Data mining is t he process of discovering predictive information from the analysis of large databases. For a data scientist, data mining can be a vague and daunting task – it requires a diverse set of skills and knowledge of many data mining techniques to take raw data and successfully get insights from it. You’ll want to understand the foundations of statistics , and different programming languages that can help you with data mining at scale.
This guide will provide an example-filled introduction to data mining using Python, one of the most widely used data mining tools – from cleaning and data organization to applying machine learning algorithms. First, let’s get a better understanding of data mining and how it is accomplished. A data mining definition
The desired outcome from data mining is to create a model from a given dataset that can have its insights generalized to similar datasets. A real-world example of a successful data mining application can be seen in automatic fraud detection from banks and credit institutions.
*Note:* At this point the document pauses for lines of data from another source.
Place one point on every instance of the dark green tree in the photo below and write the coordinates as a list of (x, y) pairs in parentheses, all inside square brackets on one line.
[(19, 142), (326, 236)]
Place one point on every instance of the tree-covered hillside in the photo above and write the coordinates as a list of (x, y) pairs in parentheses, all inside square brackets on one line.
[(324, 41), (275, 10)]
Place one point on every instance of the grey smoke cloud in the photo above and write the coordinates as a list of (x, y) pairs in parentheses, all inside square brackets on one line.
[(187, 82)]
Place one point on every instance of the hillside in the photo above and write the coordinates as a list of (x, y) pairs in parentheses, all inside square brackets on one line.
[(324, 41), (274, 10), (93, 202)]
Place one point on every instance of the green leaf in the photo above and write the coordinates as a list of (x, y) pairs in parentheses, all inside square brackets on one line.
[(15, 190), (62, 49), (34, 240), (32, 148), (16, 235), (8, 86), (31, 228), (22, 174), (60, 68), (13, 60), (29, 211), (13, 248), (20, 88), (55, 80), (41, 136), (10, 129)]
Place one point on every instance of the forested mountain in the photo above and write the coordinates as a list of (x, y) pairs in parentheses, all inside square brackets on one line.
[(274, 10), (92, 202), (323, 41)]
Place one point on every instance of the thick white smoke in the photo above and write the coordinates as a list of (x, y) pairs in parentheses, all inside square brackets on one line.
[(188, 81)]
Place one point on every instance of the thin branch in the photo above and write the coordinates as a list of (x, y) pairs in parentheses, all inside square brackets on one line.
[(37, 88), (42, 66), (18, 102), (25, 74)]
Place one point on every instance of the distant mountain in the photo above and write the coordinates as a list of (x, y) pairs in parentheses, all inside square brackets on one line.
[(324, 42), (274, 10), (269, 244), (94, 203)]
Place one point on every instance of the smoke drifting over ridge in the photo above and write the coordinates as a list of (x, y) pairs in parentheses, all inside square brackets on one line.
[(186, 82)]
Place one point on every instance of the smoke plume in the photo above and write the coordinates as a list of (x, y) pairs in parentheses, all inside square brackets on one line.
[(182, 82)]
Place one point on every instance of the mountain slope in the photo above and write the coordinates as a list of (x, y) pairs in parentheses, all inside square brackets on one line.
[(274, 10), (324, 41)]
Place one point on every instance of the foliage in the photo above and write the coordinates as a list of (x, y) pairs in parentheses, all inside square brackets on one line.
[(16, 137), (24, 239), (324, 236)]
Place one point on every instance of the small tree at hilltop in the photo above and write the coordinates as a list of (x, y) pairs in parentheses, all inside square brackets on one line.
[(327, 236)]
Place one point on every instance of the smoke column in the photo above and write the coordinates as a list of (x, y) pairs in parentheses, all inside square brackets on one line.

Your bank likely has a policy to alert you if they detect any suspicious activity on your account – such as repeated ATM withdrawals or large purchases in a state outside of your registered residence. How does this relate to data mining? Data scientists created this system by applying algorithms to classify and predict whether a transaction is fraudulent by comparing it against a historical pattern of fraudulent and non-fraudulent charges. The model “knows” that if you live in San Diego, California, it’s highly likely that the thousand dollar purchases charged to a scarcely populated Russian province were not legitimate.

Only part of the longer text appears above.